How long do the creditors have to make a claim if you placed a probate notice in the newspaper and sent individual probate notices to each creditor? Do they have 30 days or 4 months?
Answer: 4 months
If the personal representative (1) filed the proper notice with court, (2) published notice once each week for three successive weeks in a legal newspaper in the county in which the estate is being administered, and (3) mailed notice to creditors known to the personal representative, then the creditor has the obligation to file a claim within the later of (i) thirty (30) days after receiving actual notice in the mail or (ii) four (4) months after the date of first publication of the notice, otherwise its claim is barred.
As a side note, the only time the 30 day time period comes into play is when creditors that are known to the personal representative receive actual notice during the 30 days prior to the expiration of the 4 month time period or anytime after the 4 month time period.
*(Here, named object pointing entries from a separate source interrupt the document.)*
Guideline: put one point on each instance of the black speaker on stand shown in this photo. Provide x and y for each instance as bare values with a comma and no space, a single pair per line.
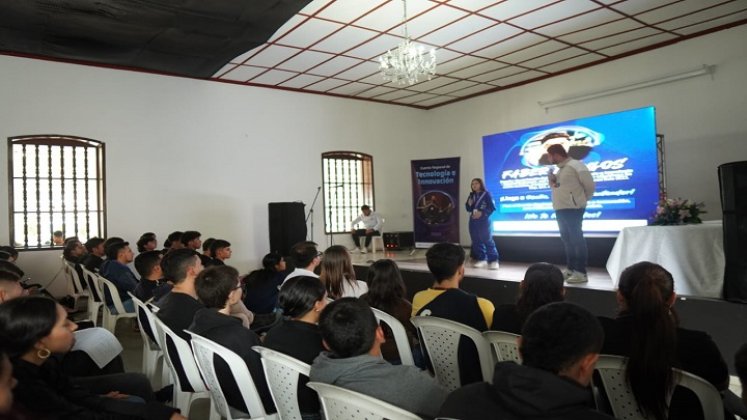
287,226
733,182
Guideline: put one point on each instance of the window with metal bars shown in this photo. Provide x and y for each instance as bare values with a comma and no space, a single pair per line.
348,184
56,185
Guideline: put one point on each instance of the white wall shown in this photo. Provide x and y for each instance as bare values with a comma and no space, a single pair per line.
188,154
702,119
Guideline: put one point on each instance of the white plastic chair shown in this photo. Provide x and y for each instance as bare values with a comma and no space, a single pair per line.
152,353
76,288
505,346
283,373
344,404
95,296
400,336
441,340
622,401
110,318
205,353
184,393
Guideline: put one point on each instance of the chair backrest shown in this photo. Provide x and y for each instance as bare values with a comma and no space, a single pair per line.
114,293
94,287
205,353
611,370
344,404
282,373
441,340
176,348
400,336
145,318
504,344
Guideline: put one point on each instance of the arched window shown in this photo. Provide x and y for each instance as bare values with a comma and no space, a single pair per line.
56,189
348,184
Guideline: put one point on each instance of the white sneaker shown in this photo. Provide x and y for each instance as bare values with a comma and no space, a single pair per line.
577,277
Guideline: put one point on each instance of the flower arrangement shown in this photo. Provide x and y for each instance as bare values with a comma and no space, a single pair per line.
676,211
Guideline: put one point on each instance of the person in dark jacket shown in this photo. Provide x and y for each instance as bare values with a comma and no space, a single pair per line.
218,288
32,328
559,347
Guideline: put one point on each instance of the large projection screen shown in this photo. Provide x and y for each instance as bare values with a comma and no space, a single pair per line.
620,151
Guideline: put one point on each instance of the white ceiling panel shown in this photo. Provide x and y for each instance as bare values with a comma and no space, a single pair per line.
327,84
375,47
510,9
639,43
273,55
243,73
537,50
451,33
305,61
390,15
620,38
334,66
348,11
597,17
273,77
301,81
430,21
510,45
309,33
485,38
601,31
345,39
554,13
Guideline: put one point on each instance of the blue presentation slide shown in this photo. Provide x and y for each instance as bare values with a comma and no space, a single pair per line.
620,151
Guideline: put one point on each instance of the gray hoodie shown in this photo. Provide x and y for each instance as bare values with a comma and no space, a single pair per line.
406,387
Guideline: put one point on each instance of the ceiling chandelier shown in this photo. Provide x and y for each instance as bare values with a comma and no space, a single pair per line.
407,63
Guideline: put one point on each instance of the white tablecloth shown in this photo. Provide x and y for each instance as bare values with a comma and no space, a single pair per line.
694,254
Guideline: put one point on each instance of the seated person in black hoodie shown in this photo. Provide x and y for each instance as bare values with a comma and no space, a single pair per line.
218,288
559,347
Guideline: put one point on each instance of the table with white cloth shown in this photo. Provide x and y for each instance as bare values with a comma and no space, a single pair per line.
694,254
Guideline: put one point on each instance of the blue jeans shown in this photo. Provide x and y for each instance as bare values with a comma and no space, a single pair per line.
483,247
570,225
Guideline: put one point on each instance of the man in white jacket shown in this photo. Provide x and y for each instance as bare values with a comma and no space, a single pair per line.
372,223
572,186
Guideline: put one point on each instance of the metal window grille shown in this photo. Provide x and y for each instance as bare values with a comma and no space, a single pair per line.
56,184
348,184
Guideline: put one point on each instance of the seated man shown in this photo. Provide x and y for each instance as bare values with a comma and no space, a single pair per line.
218,289
96,253
115,270
151,286
372,223
446,300
353,336
306,258
559,347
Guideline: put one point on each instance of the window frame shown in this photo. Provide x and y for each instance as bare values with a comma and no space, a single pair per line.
351,191
97,152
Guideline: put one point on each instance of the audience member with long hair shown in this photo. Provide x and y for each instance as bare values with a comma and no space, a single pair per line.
261,289
646,331
542,284
302,300
386,292
32,328
338,275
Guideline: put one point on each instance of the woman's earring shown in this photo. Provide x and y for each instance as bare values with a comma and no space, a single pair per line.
43,353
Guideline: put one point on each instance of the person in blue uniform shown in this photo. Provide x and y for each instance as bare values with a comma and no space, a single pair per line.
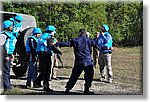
105,41
83,60
9,47
31,45
95,50
17,23
44,54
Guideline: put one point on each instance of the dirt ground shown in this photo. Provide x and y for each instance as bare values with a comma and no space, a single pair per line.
127,69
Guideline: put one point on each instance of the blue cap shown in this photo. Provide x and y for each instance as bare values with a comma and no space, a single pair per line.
36,31
18,17
106,27
7,23
50,28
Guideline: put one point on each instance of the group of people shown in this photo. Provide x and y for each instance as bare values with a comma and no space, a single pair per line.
42,47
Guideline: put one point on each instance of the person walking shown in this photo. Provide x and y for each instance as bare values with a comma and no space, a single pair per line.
83,61
9,47
95,50
105,41
44,58
31,45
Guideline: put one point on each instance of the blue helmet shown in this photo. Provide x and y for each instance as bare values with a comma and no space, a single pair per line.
50,28
19,18
7,23
36,31
106,27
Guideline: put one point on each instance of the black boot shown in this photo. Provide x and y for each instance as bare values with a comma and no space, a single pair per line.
67,92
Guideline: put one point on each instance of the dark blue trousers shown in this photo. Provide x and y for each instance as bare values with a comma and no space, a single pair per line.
76,72
6,75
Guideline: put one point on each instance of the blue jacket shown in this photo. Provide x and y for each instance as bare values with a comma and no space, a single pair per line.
82,48
28,45
10,42
17,26
105,42
42,43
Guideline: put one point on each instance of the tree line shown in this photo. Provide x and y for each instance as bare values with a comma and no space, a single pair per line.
125,19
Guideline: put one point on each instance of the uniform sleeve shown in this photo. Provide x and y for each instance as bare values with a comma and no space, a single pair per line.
107,38
32,45
95,45
65,44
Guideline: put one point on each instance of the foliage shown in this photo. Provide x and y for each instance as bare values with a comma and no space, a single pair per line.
124,19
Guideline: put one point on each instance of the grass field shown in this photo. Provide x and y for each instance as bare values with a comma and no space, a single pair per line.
127,66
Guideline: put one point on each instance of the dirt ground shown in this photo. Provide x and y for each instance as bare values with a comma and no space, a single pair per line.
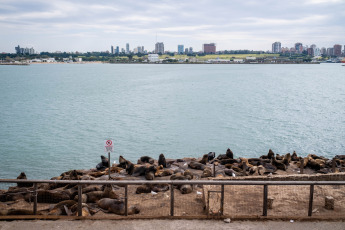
168,225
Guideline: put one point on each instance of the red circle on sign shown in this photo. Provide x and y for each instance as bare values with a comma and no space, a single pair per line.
109,142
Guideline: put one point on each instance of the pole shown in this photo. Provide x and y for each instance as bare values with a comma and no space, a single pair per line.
79,201
126,200
222,201
109,163
171,200
35,198
301,166
265,200
311,198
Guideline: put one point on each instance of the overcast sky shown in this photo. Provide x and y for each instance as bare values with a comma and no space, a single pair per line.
231,24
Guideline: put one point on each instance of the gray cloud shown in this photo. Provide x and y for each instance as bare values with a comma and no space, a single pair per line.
89,25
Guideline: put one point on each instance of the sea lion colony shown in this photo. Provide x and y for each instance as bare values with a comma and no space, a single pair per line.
105,198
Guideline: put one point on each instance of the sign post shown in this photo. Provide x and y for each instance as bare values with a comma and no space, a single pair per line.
109,147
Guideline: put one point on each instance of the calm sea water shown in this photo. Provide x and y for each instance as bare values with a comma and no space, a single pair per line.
54,118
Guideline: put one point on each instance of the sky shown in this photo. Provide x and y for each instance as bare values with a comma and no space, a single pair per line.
90,25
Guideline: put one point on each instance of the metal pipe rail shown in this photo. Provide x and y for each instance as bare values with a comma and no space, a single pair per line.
176,182
222,183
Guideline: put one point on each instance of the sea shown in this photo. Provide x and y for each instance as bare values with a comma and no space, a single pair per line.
56,117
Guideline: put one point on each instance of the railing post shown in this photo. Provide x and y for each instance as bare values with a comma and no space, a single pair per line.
222,201
79,201
264,212
214,170
311,198
126,200
171,200
35,198
301,166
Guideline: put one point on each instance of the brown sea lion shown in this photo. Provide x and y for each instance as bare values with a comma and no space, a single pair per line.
294,156
83,198
211,156
146,159
46,196
145,188
188,174
207,172
229,153
270,154
122,162
22,176
162,161
204,159
59,209
116,206
287,159
160,187
196,165
186,188
228,161
279,164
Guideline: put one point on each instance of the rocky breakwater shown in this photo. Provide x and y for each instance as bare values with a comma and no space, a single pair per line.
62,198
Are you always vulnerable to creditors until the probate is closed?
Answer: No. If you have properly filed, published and mailed actual notice to all ascertainable creditors, then all other claims not properly presented within the time periods described above will be barred.
Hope this helps.
LEGAL DISCLAIMER - The response does not form an attorney-client relationship. The response is merely the opinion of the author and should not be relied upon as legal advice. The response is based upon the limited facts provided by the person asking the question. To the extent additional or different facts exist, the response may change. Mr. Watson is licensed to practice law in the State of Washington and Arkansas. Responses are based solely on Washington law unless stated otherwise.